[FEA] Add multi-groups version of the DBSCAN #5412

georgeliu95 · 2023-05-10T08:53:12Z

This draft PR is for the discussion on implementation details.

Merge latest commits from rapidsai/cuml: branch-23.06

rapids-bot · 2023-05-10T08:53:16Z

Pull requests from external contributors require approval from a rapidsai organization member with write or admin permissions before CI can begin.

cjnolet · 2023-05-22T17:01:52Z

Hi @georgeliu95, thanks for contributing this feature. Can you please provide benchmarks to demonstrate the performance of this design compared to the existing dbscan implementation?

There's a lot of code in this PR taken and modified from the building blocks in RAFT and I'd like to keep the algorithms in cuml based on the reusable building blocks that have been centralized in RAFT. I think after benchmarks, a next step would be consolidating these back into RAFT. I'm also fine exposing these as multi-group building blocks if it makes sense.

Another note- we should prefer using raft::linalg::map_offset over thrust::for_each. We centralize these operations behind RAFT APIs so we have more control over future changes and optimizations.
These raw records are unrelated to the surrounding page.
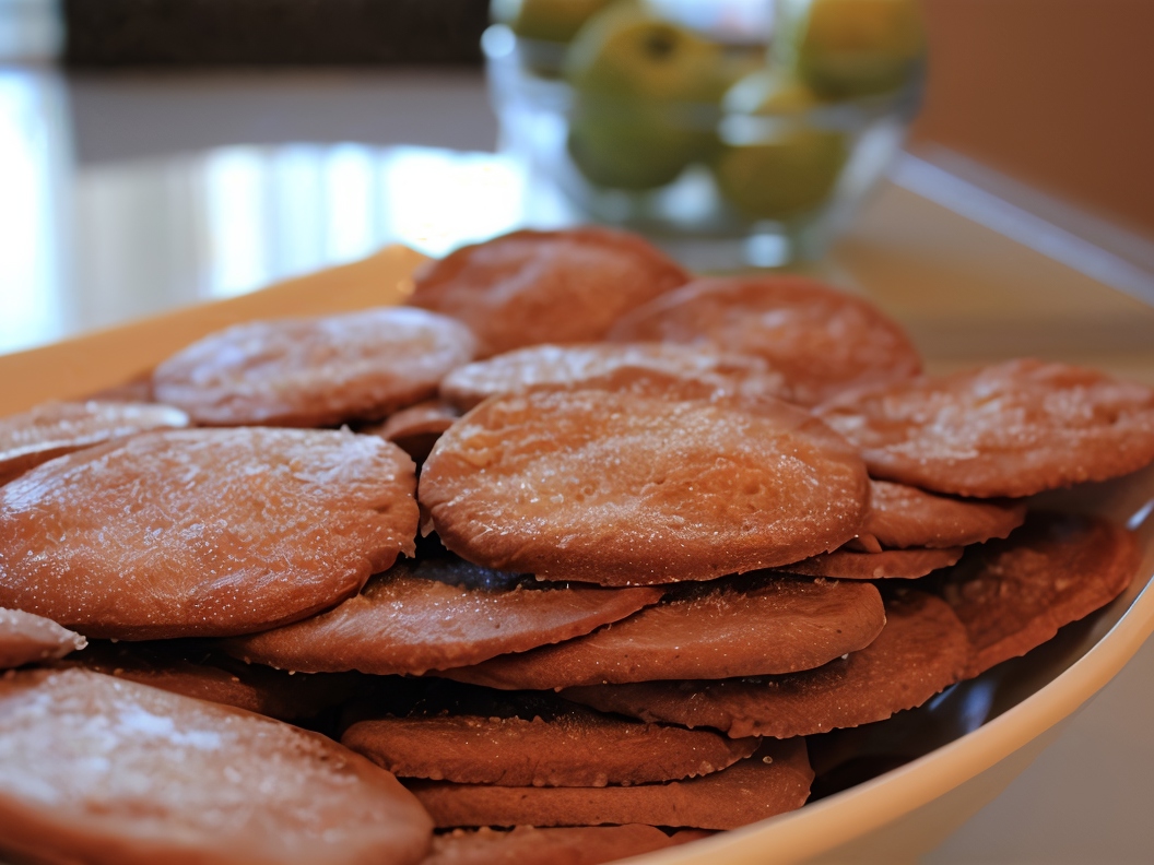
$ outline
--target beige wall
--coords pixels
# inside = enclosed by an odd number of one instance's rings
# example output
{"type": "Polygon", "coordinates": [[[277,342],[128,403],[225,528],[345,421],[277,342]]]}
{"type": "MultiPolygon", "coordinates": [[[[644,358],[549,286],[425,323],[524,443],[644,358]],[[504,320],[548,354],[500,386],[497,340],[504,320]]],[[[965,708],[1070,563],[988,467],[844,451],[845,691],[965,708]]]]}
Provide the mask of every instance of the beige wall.
{"type": "Polygon", "coordinates": [[[1154,235],[1154,0],[923,0],[914,133],[1154,235]]]}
`raft::linalg::map_offset`

georgeliu95 · 2023-06-01T06:32:46Z

Thank you very much for your help and useful advice! @cjnolet
I just add the benchmark for multi-group DBSCAN and using raft::linalg::map / raft::linalg::map_offset instead of thrust::for_each as you suggested.
And if directly run this benchmark with cosine metric, there will be some difference compared to the baseline due to #5360.

tfeher

Thanks @georgeliu95 for this work! It is great to have an efficient implementation for performing a batch of smaller independent DBSCAN clustering!

I see that you arranged the new implementation to have a similar code structure as the existing DBSCAN code in cuML, thank you for this effort! I still think that we can sacrifice some of this similarity to simplify the code, and I have left a few comments along this line.
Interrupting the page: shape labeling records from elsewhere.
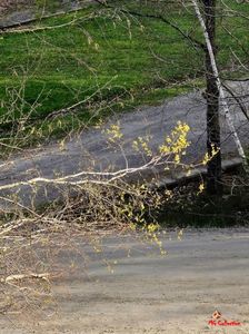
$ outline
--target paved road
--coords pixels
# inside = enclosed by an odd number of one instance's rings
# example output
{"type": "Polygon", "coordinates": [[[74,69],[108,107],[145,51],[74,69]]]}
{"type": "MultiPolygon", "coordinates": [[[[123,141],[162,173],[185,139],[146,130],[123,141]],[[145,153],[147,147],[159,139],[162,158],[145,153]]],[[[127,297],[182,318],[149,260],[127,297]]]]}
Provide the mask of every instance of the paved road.
{"type": "MultiPolygon", "coordinates": [[[[28,317],[24,330],[16,315],[12,324],[0,318],[1,333],[30,333],[30,324],[31,333],[58,334],[249,333],[249,229],[188,230],[182,240],[170,236],[162,237],[165,257],[130,237],[106,239],[103,256],[118,261],[113,274],[76,240],[94,262],[86,276],[76,257],[78,272],[56,283],[58,315],[34,323],[28,317]],[[216,308],[242,325],[208,326],[216,308]]],[[[69,261],[68,253],[61,261],[69,261]]]]}
{"type": "MultiPolygon", "coordinates": [[[[243,102],[249,106],[248,82],[229,84],[235,90],[245,96],[243,102]]],[[[249,145],[249,122],[237,107],[233,99],[229,99],[229,105],[236,128],[242,144],[249,145]]],[[[1,165],[0,187],[2,185],[28,180],[33,177],[52,178],[58,175],[71,175],[86,170],[91,166],[93,170],[112,170],[124,168],[126,164],[129,167],[140,166],[143,157],[138,155],[132,148],[131,143],[138,136],[150,135],[150,146],[156,153],[160,144],[163,143],[166,135],[170,134],[177,121],[186,121],[190,126],[189,140],[191,145],[187,150],[185,161],[196,163],[201,161],[206,151],[206,100],[199,91],[182,95],[173,99],[166,100],[162,106],[140,108],[133,112],[118,115],[111,118],[101,129],[92,128],[76,138],[72,138],[61,149],[60,145],[50,145],[41,150],[29,150],[22,156],[19,156],[9,161],[3,161],[1,165]],[[104,129],[111,124],[119,122],[123,134],[123,150],[110,147],[104,129]]],[[[225,116],[221,112],[220,117],[222,130],[222,153],[225,156],[235,154],[236,147],[227,127],[225,116]]],[[[13,194],[12,190],[1,190],[0,196],[13,194]]],[[[36,189],[37,191],[37,189],[36,189]]],[[[50,186],[47,187],[47,193],[40,187],[34,202],[42,202],[56,198],[60,190],[50,186]]],[[[33,191],[29,186],[20,188],[19,196],[23,205],[29,205],[30,197],[33,197],[33,191]]],[[[0,205],[4,205],[0,203],[0,205]]]]}

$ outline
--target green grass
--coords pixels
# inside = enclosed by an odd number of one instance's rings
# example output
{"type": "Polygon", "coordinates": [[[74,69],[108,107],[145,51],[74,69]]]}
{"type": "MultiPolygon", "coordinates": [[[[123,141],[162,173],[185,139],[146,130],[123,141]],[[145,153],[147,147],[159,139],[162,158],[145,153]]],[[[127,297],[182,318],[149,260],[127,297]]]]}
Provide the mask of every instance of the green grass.
{"type": "MultiPolygon", "coordinates": [[[[132,9],[137,6],[136,1],[128,3],[132,9]]],[[[13,131],[23,138],[20,145],[50,135],[63,136],[112,112],[158,104],[185,92],[190,82],[201,85],[196,78],[202,77],[203,53],[173,28],[155,19],[123,14],[113,19],[98,11],[92,7],[37,23],[59,26],[72,21],[58,29],[0,37],[0,136],[7,141],[13,131]],[[73,115],[47,120],[52,111],[81,100],[86,102],[73,115]],[[27,121],[26,127],[20,127],[20,119],[27,121]]],[[[195,24],[192,36],[201,38],[192,16],[175,7],[167,14],[183,30],[195,24]]],[[[222,24],[248,49],[245,20],[226,18],[222,24]]],[[[238,41],[223,29],[218,31],[218,45],[221,69],[231,66],[230,48],[242,61],[248,60],[238,41]]]]}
The main issue, as @cjnolet has already mentioned, is consolidating the computational primitives in raft (epsilon neighborhood, coalesced reduction, adj_to_csr). It is clear that we need a modified version of these primitives for the multi group case, but there is a large overlap between the existing single group version and the proposed multi-group variants. The goal is to reduce code duplication and improve maintainability of the code. These changes could be done in separate smaller PRs for raft.

Apart from these issues, the implementation looks good overall, and I am excited to have this feature added to cuML!
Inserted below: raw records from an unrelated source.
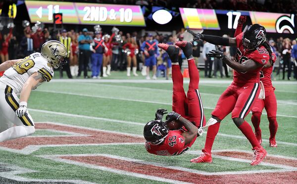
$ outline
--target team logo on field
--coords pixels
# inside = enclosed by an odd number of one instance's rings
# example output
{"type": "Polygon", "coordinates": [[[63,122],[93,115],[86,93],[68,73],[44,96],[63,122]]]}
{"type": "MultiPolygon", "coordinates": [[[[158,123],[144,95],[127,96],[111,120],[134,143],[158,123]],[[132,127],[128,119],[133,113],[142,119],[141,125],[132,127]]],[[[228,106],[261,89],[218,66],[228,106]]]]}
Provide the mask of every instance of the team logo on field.
{"type": "Polygon", "coordinates": [[[58,47],[56,46],[54,48],[50,48],[50,51],[51,52],[51,54],[53,55],[56,55],[59,52],[59,50],[58,50],[58,47]]]}
{"type": "Polygon", "coordinates": [[[260,39],[262,41],[265,39],[265,35],[264,34],[264,31],[260,30],[257,35],[256,36],[256,39],[260,39]]]}
{"type": "Polygon", "coordinates": [[[151,133],[151,135],[153,135],[154,134],[156,135],[157,136],[161,136],[162,134],[161,134],[161,132],[160,132],[160,126],[159,125],[155,124],[153,127],[150,129],[150,132],[151,133]]]}

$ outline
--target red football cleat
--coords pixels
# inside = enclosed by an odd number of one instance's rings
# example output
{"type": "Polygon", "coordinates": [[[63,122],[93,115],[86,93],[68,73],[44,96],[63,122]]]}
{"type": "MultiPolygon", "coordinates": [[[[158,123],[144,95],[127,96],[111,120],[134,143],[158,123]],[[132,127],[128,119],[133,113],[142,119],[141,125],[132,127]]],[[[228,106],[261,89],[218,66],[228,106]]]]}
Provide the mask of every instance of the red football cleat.
{"type": "Polygon", "coordinates": [[[273,147],[277,147],[275,138],[269,138],[269,146],[273,147]]]}
{"type": "Polygon", "coordinates": [[[261,131],[255,132],[255,136],[260,144],[262,143],[262,133],[261,131]]]}
{"type": "Polygon", "coordinates": [[[211,158],[211,153],[207,152],[204,149],[202,149],[201,154],[199,157],[193,158],[191,160],[191,162],[193,163],[201,163],[201,162],[212,162],[212,158],[211,158]]]}
{"type": "Polygon", "coordinates": [[[252,149],[252,150],[254,152],[254,156],[250,165],[255,166],[263,161],[267,154],[267,152],[262,146],[260,148],[256,147],[254,149],[252,149]]]}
cpp/examples/dbscan/mgrp_dbscan_example.cpp

cpp/include/cuml/cluster/dbscan.hpp

tfeher · 2023-05-22T20:23:52Z

cpp/include/cuml/cluster/dbscan.hpp

+ * @param[in] custom_workspace workspace buffer provided by user
+ * @param[in] custom_workspace_size required size of workspace buffer provided by user


Do we need extra workspace arg, as opposed to using a pooling allocator (like below), and keeping allocations inside? I am not opposed to the current API, just curious if we could simplify it without loosing perf.

rmm::mr::pool_memory_resource<rmm::mr::device_memory_resource> mr(rmm::mr::get_current_device_resource(), 1<<30); rmm::mr::set_current_device_resource(&mr); ML::Dbscan::fit(...)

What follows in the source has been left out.